E' infatti molto siciliano l'impulso di salvare, di assistere, di aiutare, roba da comunità e non da società come insegnavano già nei primi del Novecento i positivisti: l'economia del vicolo come valore.
Lo dico con fierezza: la generosità è un umore dell'isola, è l'accoglienza degli immigrati nelle case dei lampedusani che lasciano le porte sempre aperte, è l'abbattimento dei confini etnici forse per una sorta di fusione naturale tra disintegrati.
Ed è anche siciliano Ignazio Scaravilli, il medico di 70 anni che è stato rapito in Libia il 6 gennaio e di cui non si sa più nulla.

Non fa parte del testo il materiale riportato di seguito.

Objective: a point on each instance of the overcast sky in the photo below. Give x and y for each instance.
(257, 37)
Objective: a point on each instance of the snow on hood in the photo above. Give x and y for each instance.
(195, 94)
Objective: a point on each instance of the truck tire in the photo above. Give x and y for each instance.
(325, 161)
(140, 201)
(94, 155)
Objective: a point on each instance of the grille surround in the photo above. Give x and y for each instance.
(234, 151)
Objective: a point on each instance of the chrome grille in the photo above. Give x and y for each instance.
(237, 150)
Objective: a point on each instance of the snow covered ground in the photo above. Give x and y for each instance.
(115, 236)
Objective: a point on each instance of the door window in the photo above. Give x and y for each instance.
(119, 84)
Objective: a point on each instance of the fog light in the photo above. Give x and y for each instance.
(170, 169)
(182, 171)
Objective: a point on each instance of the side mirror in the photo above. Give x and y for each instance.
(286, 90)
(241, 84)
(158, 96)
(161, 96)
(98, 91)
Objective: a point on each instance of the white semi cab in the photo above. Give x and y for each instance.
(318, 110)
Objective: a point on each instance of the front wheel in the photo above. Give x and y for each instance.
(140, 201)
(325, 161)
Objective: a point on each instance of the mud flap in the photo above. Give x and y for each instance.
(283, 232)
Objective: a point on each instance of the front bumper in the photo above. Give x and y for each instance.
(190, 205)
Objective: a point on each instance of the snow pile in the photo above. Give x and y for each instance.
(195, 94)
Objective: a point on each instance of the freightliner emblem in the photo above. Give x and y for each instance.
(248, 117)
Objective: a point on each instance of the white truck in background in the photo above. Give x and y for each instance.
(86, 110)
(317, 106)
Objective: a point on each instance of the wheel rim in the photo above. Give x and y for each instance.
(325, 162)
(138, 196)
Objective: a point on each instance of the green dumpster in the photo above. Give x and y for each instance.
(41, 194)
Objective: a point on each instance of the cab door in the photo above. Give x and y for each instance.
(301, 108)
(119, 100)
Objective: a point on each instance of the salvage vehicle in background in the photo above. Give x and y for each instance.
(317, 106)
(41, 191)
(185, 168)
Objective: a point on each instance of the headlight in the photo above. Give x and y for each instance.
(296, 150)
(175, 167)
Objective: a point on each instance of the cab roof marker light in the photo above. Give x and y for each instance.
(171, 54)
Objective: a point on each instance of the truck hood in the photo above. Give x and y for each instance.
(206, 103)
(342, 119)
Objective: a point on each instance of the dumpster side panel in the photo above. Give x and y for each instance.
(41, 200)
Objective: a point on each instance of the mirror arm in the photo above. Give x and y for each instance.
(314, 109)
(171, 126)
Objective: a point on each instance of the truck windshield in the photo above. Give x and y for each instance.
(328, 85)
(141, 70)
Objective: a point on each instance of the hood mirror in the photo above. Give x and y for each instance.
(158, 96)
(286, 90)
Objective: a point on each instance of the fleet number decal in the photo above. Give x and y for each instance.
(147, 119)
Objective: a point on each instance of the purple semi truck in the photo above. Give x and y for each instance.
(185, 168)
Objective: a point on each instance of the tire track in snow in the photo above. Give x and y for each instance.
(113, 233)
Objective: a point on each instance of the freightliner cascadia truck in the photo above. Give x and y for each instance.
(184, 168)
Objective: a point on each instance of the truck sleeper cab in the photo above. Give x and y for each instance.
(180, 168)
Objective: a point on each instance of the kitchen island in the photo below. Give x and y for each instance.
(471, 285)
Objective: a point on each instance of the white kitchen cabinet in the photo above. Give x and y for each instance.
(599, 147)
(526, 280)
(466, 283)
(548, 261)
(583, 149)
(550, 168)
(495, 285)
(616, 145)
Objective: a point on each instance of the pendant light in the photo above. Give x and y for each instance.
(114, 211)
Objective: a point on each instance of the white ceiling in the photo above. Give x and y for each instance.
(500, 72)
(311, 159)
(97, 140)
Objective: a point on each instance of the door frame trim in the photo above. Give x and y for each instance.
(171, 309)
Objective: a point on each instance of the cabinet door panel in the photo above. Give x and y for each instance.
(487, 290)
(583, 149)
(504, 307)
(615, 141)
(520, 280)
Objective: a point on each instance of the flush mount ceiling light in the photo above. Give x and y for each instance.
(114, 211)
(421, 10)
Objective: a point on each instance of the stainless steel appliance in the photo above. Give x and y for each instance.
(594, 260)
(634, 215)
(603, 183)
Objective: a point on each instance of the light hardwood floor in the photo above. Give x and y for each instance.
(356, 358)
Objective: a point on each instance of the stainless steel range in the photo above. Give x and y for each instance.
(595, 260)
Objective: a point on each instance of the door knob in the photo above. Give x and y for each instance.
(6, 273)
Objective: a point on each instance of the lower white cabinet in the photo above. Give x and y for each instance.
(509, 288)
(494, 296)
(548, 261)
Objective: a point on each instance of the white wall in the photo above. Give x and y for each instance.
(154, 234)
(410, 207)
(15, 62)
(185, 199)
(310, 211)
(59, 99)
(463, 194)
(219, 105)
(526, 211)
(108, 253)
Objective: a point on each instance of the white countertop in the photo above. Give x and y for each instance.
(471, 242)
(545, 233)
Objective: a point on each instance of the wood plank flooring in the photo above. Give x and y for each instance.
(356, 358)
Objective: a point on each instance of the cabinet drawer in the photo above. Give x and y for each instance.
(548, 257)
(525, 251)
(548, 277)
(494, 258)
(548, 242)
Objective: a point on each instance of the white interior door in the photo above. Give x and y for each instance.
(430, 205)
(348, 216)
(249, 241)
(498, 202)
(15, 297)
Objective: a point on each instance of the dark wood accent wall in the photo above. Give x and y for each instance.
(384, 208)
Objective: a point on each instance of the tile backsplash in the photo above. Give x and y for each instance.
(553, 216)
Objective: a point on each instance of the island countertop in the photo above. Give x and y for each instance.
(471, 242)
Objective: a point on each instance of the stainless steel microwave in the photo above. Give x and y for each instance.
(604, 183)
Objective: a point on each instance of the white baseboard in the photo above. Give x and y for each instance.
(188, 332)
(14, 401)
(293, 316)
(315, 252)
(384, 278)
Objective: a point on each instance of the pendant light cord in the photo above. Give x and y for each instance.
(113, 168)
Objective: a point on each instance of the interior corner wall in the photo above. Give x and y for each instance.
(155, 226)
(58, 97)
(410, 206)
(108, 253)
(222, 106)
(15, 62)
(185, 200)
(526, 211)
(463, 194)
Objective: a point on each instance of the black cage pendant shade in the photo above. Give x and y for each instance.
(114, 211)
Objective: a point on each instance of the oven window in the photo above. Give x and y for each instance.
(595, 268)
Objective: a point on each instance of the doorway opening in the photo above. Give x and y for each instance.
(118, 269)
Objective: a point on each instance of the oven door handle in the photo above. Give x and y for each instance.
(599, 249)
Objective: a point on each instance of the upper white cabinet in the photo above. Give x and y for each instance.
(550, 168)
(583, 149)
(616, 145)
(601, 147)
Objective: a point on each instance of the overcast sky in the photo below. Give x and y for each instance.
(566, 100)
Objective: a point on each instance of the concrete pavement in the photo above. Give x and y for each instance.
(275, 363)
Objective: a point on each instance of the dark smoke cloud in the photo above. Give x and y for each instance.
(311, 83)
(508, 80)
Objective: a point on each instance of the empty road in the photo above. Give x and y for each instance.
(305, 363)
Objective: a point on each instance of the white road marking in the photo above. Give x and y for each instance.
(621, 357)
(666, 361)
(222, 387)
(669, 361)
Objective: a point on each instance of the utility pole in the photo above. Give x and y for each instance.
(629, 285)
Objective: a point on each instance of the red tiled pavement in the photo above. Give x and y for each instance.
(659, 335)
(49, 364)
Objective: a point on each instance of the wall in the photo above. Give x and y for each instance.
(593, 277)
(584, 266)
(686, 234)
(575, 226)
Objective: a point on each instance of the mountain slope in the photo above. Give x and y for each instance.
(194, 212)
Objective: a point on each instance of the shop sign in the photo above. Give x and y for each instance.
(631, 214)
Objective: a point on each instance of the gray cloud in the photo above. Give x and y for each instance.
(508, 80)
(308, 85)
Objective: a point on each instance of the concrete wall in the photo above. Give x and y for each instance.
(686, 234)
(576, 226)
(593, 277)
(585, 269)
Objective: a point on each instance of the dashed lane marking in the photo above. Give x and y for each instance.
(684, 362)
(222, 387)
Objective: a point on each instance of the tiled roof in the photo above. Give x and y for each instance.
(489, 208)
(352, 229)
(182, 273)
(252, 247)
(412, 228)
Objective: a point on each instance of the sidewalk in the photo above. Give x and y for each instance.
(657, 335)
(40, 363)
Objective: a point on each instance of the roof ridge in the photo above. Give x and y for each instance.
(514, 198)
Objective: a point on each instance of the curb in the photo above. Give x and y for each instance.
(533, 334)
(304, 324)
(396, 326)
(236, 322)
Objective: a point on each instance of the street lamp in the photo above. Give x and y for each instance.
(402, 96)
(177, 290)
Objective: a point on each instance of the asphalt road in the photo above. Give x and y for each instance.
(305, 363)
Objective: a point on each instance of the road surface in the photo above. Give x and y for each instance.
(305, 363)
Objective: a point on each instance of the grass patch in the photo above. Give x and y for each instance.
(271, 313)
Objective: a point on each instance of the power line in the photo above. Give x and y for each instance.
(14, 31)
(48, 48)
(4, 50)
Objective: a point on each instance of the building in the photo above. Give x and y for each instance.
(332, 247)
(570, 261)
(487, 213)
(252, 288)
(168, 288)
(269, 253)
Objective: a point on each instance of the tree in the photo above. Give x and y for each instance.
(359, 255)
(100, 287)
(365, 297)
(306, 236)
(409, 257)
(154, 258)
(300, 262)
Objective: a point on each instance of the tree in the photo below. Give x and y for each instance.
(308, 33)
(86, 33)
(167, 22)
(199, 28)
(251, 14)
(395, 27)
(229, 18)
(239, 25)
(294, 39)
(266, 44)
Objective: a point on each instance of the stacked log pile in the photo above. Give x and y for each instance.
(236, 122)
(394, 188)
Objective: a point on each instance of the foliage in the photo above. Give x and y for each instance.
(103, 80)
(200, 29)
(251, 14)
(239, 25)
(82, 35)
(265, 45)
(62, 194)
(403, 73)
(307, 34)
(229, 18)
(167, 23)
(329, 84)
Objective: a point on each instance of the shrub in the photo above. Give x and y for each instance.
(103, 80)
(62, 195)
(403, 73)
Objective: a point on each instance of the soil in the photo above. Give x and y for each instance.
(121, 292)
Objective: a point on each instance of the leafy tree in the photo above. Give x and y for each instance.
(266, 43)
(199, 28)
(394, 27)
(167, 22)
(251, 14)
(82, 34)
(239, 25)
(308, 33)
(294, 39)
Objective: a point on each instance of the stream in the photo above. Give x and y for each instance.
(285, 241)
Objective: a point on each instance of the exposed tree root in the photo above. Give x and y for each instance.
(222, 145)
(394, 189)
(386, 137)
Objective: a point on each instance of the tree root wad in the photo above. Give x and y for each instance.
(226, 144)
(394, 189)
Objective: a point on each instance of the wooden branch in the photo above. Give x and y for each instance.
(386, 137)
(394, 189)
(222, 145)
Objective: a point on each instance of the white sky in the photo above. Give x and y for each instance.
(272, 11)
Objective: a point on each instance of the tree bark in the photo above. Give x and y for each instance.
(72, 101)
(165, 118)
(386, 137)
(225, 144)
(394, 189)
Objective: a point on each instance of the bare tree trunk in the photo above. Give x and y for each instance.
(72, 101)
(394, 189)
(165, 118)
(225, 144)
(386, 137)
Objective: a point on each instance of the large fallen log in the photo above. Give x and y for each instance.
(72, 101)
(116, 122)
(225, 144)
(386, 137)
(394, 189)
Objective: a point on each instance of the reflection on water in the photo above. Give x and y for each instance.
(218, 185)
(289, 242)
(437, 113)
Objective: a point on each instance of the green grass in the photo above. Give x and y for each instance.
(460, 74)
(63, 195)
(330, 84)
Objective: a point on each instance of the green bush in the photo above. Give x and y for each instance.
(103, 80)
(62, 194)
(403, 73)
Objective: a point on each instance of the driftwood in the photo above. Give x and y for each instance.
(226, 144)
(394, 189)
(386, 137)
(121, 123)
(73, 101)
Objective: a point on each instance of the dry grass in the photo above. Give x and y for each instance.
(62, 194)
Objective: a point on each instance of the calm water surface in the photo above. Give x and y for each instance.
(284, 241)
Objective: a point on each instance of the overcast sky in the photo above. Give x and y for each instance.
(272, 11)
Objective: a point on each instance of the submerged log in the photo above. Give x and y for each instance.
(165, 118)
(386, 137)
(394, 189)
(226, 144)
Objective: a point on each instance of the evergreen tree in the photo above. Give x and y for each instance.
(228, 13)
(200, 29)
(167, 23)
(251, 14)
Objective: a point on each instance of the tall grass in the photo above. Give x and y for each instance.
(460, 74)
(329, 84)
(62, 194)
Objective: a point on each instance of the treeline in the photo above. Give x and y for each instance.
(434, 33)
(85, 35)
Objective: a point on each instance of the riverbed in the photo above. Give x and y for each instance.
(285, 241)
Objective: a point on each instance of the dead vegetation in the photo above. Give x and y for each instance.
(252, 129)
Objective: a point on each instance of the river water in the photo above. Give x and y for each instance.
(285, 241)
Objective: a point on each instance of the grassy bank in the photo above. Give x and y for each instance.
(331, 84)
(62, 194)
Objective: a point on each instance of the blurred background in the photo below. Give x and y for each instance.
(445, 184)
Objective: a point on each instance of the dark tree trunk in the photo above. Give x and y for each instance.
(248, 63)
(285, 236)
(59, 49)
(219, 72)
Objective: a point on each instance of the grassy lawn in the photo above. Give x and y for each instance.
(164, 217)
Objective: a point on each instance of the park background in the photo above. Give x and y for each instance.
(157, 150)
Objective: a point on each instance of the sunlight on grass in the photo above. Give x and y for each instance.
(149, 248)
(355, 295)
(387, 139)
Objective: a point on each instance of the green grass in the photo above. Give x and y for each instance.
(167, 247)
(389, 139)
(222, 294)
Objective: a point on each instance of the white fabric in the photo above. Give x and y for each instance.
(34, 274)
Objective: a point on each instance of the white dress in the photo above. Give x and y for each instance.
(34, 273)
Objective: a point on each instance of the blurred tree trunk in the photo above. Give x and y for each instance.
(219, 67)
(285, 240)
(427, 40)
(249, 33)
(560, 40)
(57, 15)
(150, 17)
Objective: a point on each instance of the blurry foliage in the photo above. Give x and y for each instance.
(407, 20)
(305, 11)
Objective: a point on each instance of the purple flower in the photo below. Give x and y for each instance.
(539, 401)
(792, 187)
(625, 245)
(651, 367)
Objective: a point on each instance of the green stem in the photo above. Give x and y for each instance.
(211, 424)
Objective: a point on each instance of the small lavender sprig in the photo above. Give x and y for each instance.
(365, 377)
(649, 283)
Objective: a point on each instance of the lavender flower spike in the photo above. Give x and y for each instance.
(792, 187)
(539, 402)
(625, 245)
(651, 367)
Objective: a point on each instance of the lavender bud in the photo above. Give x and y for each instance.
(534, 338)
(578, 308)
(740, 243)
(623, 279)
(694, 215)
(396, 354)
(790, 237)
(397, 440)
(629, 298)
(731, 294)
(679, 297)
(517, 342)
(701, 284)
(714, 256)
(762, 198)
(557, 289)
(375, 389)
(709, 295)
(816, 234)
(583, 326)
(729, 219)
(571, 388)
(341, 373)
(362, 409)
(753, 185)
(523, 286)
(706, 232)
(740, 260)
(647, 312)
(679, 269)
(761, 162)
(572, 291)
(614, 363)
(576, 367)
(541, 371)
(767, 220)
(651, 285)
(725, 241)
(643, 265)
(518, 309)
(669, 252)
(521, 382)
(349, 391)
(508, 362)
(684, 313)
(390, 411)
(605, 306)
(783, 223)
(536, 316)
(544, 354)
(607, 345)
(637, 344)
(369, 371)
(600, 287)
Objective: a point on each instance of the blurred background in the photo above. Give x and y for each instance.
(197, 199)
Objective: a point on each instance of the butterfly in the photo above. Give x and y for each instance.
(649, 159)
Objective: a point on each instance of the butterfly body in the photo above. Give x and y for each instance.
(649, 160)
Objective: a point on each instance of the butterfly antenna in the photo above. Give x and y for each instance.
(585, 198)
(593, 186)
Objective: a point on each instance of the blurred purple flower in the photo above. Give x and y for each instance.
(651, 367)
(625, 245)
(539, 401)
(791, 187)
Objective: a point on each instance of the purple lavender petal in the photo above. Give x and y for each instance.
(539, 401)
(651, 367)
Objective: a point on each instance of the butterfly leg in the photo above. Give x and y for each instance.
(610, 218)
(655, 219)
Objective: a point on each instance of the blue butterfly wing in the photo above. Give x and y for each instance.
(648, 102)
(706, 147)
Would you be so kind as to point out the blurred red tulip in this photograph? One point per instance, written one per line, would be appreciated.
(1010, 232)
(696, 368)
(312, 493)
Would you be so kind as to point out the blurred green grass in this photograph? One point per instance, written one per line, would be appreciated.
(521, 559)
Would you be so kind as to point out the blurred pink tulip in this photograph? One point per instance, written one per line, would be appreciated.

E' di Enna Fabrizio Pulvirenti di Emergency, che si è ammalato di ebola ed è riuscito a guarire.
Tra i cooperanti sono moltissimi i meridionali che, soprattutto nei Paesi del Mediterraneo, ritrovano il codice del Sud d'italia, dal familismo alla vischiosità dei rapporti sociali, e poi il cibo, i paesaggi, la violenza, l'aria strafottente e affascinante della sfida alla vita...
Ed era di Catania Fabrizio Quattrocchi, quello di 'vi faccio vedere come muore un italiano'.
Ha ragione il sindaco Leoluca Orlando a prevedere un grande funerale di popolo: lutto cittadino, veli neri, lacrime, la verità della disperazione, una bara vuota portata in braccio, l'ultima emozione per una morte che senza corpo, a Palermo, non ha dignità di morte, ma è solo un mistero della tecnologia.
Morire di drone è come sparire dentro un pilone di cemento, come dissolversi nelle vasche dell'acido, andarsene con la lupara bianca.
E per giunta qui il 'drone' è pure "amico".
Ecco l'amaro miele di Gesualdo Bufalino: il lutto senza la luce."